Às quintas feiras, todos os internos eram soltos no pátio para “brincarem”
quase que como animais, e às sextas feiras eles ficavam o dia inteiro
trancafiados no quarto para passarem o final de semana.
Com certeza aquela rotina enlouquecia
qualquer um.
***
Naquele dia, Calvin passara todos os
dias em seu escritório, administrando seus negócios. Como Marie fora internada
e Pauline não fora violentada, o homem se livrara daquelas acusações e
continuava a trabalhar normalmente, exceto pelo pedaço inferior de seus lábios
que fora arrancado por Marie naquela confusão.
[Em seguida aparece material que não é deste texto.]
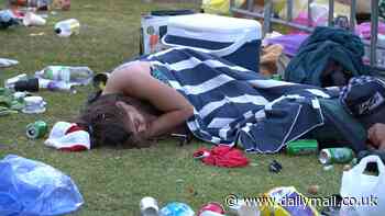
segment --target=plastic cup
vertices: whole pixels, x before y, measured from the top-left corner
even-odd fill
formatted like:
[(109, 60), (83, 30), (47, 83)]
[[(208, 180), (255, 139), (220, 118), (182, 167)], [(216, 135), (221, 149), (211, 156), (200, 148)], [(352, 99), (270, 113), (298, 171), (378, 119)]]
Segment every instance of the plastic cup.
[(40, 16), (34, 14), (33, 12), (26, 12), (23, 24), (25, 26), (38, 26), (38, 25), (45, 25), (46, 21)]
[(140, 203), (142, 216), (157, 216), (160, 207), (155, 198), (146, 196)]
No mesmo instante da cirurgia em que
ele havia passado para reconstituir os lábios, os dois homens que também haviam
sido mordidos entraram em processo cirúrgico para resolver o problema. Ao final
das contas, eles acabaram sendo recuperados juntos, os três, que viraram a mais
perigosa gangue de toda a Europa, monopolizando os manicômios do continente e
torturando pessoas lá dentro desses locais.
Era uma tarde de quinta-feira, e
Calvin estava da janela de seu escritório observando aqueles verdadeiros
“animais”(como ele assim chamava) correndo lá embaixo. Marie estava sentada no
chão, cabisbaixa e parada no mesmo lugar. Então, o homem resolveu ir ao seu
encontro.
***
Pouco tempo depois, Calvin já estava a
poucos metros de Marie, que nem sequer se mexia.
A garota usava uma camisa de força bem
apertada, e estava ajoelhada no chão, com as costas e os ombros sujos com
barro. Chovia naquele momento e o cabelo da moça era um turbilhão de lama, água
de chuva e areia. Mesmo assim, o homem não teve dó da mulher.
Ele era acompanhado de perto por dois
homens brutos, que faziam sua segurança, contudo, antes de rever Marie de perto
pela primeira vez depois do fato ocorrido, ele acabou dispensando-os.
Mais alguns passos e ele já conseguia
sentir a ofegante respiração da moça.
A chuva parou por alguns instantes.
Calvin fechou o guarda-chuva e
colocou-o escorado nas costas da mulher. Para ele, ela não passava de um objeto
qualquer. Uma escora de casacos e guarda-chuvas. Ele então se abaixou ao nível
do rosto da moça. Teve que ficar de cócoras.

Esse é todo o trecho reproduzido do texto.